Children And Other Pets
Border Terriers are a perfect animal companion for kids, as they can effortlessly match a child's energy all day long. However, they may be a little too rambunctious for households with children under the age of six. Just take care to supervise them, especially around the young ones, as they can unintentionally hurt small children.
Children must be taught how to touch and approach your Border Terrier, as with any animal. Supervision is recommended for interactions between dogs and young children to prevent any biting or ear pulling from either party.
Border Terriers generally get along well with other pet animals when they are socialized as puppies. These Terriers tend to thrive with dogs of the opposite sex. Borders are likely to appease their original instincts to chase outdoor cats, squirrels, and other small wildlife. And if you care for the safety of any smaller prey-type animals (such as birds, rabbits, hamsters, and gerbils), do not trust your Border to be alone with them.
Border Terrier Dog Rescue Groups
Sad as it is, people sometimes adopt Border Terriers without a clear understanding of what goes into owning one. The result is that this sweet and loving breed often ends up in need of fostering or adoption and in the care of rescue groups. There are several Border rescue groups online that can help with finding homes, fostering, and other rescue-related issues for dogs in need of assistance.

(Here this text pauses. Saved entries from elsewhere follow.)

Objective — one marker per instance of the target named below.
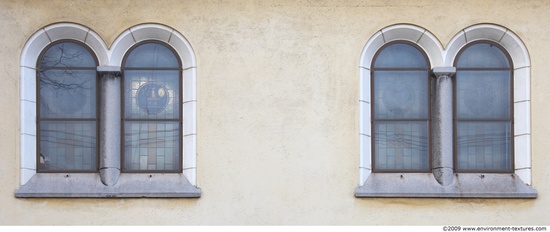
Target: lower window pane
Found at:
(152, 146)
(401, 146)
(68, 145)
(484, 146)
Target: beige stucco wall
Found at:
(277, 109)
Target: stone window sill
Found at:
(464, 185)
(88, 185)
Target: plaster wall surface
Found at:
(277, 110)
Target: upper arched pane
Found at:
(67, 55)
(151, 55)
(483, 55)
(400, 55)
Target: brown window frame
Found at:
(39, 68)
(428, 100)
(179, 168)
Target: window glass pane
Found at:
(68, 145)
(483, 55)
(67, 55)
(152, 146)
(401, 146)
(484, 146)
(483, 94)
(151, 55)
(66, 93)
(152, 94)
(400, 56)
(400, 94)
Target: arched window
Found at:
(67, 109)
(483, 109)
(152, 109)
(478, 114)
(75, 123)
(400, 109)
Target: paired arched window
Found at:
(90, 111)
(483, 113)
(445, 122)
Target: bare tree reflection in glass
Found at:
(67, 109)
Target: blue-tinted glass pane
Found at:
(152, 94)
(67, 55)
(401, 146)
(151, 146)
(400, 56)
(151, 55)
(483, 94)
(484, 146)
(400, 94)
(483, 55)
(68, 145)
(67, 93)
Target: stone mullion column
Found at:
(442, 125)
(109, 124)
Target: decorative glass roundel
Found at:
(152, 98)
(398, 98)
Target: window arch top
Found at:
(151, 55)
(400, 55)
(483, 55)
(67, 55)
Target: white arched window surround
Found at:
(109, 59)
(425, 185)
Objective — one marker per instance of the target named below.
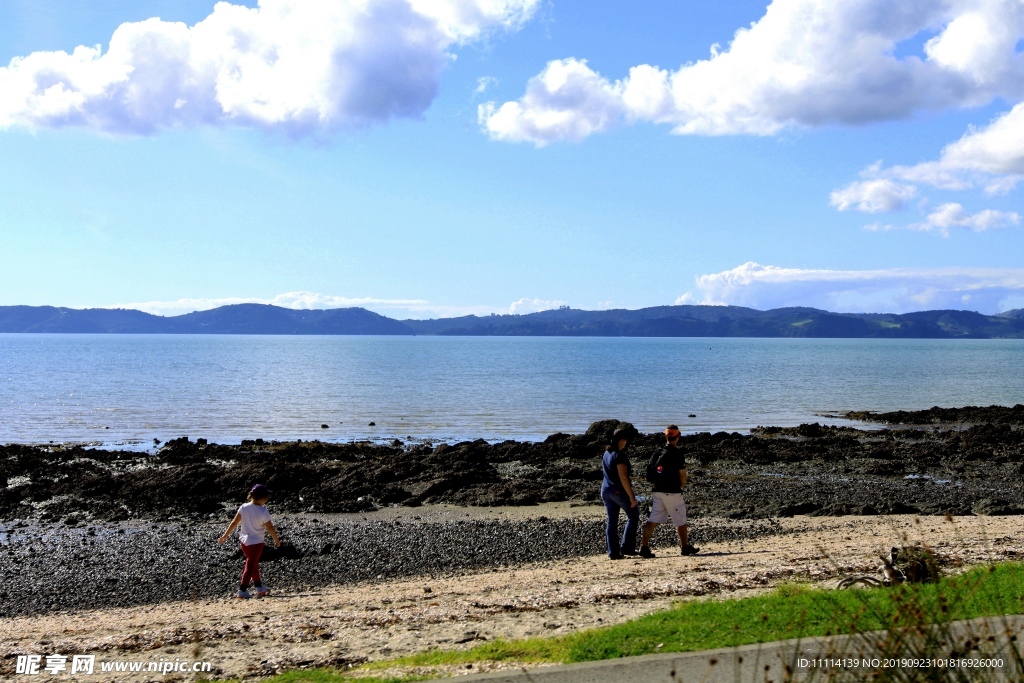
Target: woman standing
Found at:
(616, 492)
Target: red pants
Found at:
(251, 571)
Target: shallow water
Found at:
(134, 388)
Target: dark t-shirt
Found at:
(610, 463)
(672, 461)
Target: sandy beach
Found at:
(371, 621)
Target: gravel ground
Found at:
(377, 620)
(49, 567)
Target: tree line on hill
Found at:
(683, 321)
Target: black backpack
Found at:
(654, 470)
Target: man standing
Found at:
(668, 472)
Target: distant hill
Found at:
(729, 322)
(246, 318)
(654, 322)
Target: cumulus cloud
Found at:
(524, 305)
(805, 62)
(952, 215)
(990, 157)
(401, 308)
(300, 66)
(893, 290)
(872, 196)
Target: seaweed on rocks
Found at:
(772, 471)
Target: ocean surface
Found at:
(131, 389)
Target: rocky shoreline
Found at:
(47, 567)
(84, 528)
(942, 461)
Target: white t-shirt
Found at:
(253, 518)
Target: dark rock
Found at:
(995, 507)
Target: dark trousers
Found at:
(251, 571)
(615, 500)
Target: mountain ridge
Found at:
(676, 321)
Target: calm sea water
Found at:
(134, 388)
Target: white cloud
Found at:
(524, 305)
(566, 101)
(872, 196)
(952, 215)
(484, 83)
(398, 308)
(893, 290)
(300, 66)
(805, 62)
(991, 157)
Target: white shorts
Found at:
(665, 506)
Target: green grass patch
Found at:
(788, 611)
(333, 676)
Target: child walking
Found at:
(253, 518)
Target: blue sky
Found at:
(428, 158)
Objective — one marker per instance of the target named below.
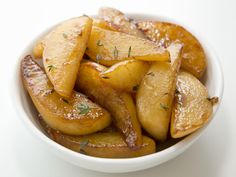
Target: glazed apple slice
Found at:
(192, 107)
(63, 50)
(75, 116)
(119, 104)
(156, 93)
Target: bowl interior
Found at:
(213, 80)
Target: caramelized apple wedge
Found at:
(109, 47)
(125, 75)
(119, 104)
(75, 116)
(105, 145)
(192, 107)
(116, 18)
(193, 57)
(98, 22)
(62, 52)
(155, 94)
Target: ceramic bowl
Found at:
(213, 80)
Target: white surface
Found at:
(213, 154)
(213, 82)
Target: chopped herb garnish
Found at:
(50, 67)
(135, 88)
(83, 108)
(85, 15)
(163, 106)
(131, 20)
(66, 101)
(151, 74)
(83, 144)
(129, 52)
(177, 91)
(105, 77)
(98, 57)
(99, 43)
(115, 52)
(213, 100)
(65, 35)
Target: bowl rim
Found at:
(179, 146)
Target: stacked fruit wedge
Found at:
(106, 79)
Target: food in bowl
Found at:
(108, 89)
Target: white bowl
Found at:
(26, 111)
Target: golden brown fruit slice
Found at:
(98, 22)
(155, 95)
(38, 50)
(192, 107)
(109, 47)
(63, 51)
(125, 75)
(76, 115)
(119, 104)
(106, 145)
(193, 57)
(117, 18)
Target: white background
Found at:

If raising and training a puppy doesn't interest you, an adult Border Terrier may be a great choice. Adults can be much easier because they may have already gone through training and the destructive puppy stage. If you're interested in adopting an adult Border Terrier, a dog rescue is a perfect place to look.
To ensure that you're getting a healthy dog, never buy a puppy from puppy mills. Also, never trust any pet store or breeder who can't or won't provide the dog's health clearances.
More About the Border Terrier
Border Terriers thrive when they're with people. They aren't happy living outdoors with little human interaction. If left to their own devices, they can get bored and become noisy or destructive. These pups are expert escape artists and will likely find their way out of any fenced yard if given enough time and opportunity. Find yourself a bouncy, lovable, and fearless Border Terrier, and you'll never look back!